If you don’t expect grand things from Planzet, you’ll be pleasantly surprised by how much fun it is as it deals with short form storytelling. Anime itself has largely lost this form over the years as the 50 minute OVAs disappeared and we instead got padded out TV series or movies that weren’t structured well. Planzet is a pretty fun short science fiction story in the traditional Japanese sense where it gives us a fascinating change to the world and lots of things that you want to explore more, but keeps its real focus narrow. It has that air of unreal about it in some ways, such as when the Ultimate Weapon is introduced, but it’s a longstanding piece of Japanese science fiction, especially if you go back to a lot of the manga of the 1980’s. If this was longer I probably would have been bored more, but in this form it just hits things one after the other and goes with it. It may be very light on characters, but it works in just about all other ways, including some very enjoyable CG animation.

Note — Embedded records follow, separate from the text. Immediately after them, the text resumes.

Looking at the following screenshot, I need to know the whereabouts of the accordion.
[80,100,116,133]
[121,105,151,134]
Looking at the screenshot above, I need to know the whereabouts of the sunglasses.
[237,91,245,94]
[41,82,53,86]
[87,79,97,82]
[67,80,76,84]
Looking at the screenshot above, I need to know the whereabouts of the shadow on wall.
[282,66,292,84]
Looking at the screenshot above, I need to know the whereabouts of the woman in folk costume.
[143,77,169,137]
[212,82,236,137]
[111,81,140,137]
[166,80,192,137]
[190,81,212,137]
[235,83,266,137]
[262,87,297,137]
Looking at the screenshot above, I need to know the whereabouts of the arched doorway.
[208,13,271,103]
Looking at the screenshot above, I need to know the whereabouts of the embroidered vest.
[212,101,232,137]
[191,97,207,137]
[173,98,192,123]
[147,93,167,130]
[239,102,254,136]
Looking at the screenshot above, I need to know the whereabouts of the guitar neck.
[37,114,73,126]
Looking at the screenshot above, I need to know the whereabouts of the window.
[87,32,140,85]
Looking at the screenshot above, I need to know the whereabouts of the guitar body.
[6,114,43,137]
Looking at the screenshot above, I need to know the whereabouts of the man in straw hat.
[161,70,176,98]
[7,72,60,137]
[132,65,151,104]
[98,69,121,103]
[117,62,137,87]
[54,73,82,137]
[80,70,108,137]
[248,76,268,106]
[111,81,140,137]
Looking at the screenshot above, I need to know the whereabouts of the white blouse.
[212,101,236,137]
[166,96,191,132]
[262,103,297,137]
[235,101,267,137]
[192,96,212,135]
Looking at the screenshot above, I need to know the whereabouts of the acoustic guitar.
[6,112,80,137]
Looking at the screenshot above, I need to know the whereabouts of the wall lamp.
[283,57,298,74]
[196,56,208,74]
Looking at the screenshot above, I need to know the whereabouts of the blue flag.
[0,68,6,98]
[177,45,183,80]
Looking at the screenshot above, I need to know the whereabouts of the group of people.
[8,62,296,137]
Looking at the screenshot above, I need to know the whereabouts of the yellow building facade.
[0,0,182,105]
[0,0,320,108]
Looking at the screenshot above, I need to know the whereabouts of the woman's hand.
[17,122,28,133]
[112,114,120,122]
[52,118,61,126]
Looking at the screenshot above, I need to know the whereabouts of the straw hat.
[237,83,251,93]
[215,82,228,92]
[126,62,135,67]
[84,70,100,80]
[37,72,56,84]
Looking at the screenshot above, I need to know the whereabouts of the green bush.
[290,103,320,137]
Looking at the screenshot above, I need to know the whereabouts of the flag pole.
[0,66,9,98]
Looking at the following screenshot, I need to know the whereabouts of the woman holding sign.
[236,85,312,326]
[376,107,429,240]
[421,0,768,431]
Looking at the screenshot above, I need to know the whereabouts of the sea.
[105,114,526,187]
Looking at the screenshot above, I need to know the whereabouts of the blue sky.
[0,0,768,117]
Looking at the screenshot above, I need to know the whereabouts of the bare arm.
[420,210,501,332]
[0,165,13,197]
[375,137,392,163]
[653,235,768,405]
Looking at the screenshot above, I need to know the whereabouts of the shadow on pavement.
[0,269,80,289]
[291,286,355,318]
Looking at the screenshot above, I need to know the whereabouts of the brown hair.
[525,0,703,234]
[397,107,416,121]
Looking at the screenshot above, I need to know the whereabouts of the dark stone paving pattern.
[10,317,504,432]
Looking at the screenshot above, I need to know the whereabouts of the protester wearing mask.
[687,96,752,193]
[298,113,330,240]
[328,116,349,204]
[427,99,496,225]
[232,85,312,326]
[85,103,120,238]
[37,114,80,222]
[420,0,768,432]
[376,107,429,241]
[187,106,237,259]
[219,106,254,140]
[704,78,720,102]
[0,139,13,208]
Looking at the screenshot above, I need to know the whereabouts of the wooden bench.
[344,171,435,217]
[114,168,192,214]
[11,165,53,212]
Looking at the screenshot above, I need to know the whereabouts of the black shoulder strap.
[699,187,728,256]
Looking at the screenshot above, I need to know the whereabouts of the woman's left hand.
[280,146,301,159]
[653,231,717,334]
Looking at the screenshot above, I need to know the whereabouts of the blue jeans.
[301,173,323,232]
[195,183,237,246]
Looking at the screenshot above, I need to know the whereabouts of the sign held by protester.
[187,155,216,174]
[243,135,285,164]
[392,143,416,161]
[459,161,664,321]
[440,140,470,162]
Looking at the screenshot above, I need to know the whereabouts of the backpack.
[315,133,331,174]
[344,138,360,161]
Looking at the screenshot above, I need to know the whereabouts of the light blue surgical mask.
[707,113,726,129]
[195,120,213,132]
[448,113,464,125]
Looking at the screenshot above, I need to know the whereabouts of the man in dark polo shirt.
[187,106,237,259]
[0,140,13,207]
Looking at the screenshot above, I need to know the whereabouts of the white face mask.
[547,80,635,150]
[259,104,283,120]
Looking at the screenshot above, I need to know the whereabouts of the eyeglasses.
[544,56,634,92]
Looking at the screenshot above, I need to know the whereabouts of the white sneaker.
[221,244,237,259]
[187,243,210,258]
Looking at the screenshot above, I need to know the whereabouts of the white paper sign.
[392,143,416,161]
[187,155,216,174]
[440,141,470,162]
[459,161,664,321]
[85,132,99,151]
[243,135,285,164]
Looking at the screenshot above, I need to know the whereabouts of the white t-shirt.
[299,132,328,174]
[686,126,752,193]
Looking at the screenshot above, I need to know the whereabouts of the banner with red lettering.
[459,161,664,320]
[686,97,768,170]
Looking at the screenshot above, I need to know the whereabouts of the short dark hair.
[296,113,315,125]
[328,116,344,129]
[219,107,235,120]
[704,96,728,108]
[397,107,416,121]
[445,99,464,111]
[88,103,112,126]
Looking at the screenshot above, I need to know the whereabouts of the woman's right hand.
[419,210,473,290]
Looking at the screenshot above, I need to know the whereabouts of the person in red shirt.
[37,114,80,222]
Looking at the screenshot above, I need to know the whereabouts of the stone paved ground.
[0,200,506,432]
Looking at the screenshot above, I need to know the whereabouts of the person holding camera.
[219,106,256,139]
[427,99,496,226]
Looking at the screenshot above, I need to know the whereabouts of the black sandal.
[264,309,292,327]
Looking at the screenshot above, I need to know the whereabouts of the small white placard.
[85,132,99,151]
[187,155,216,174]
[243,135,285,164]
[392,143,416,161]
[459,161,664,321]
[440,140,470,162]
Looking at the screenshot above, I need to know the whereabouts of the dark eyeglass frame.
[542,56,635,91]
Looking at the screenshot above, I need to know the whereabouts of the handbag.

Japanese DTS-HD MA 5.1 Language, English DTS-HD MA 5.1 Language, English Subtitles, Interviews, Animatics, Commentary Track, Trailer Collection
Content Grade: B
Audio Grade: B+
Video Grade: B+
Packaging Grade: B
Menu Grade: B-
Extras Grade: A-
Released By: Sentai Filmworks
Release Date: May 22nd, 2012
Running Time: 53 Minutes
Video Encoding: 1080p AVC
Aspect Ratio: 1.78:1 Widescreen
Sony KDS-R70XBR2 70″ LCoS 1080P HDTV, Sony PlayStation3 Blu-ray player via HDMI set to 1080p, Onkyo TX-SR605 Receiver and Panasonic SB-TP20S Multi-Channel Speaker System With 100-Watt Subwoofer.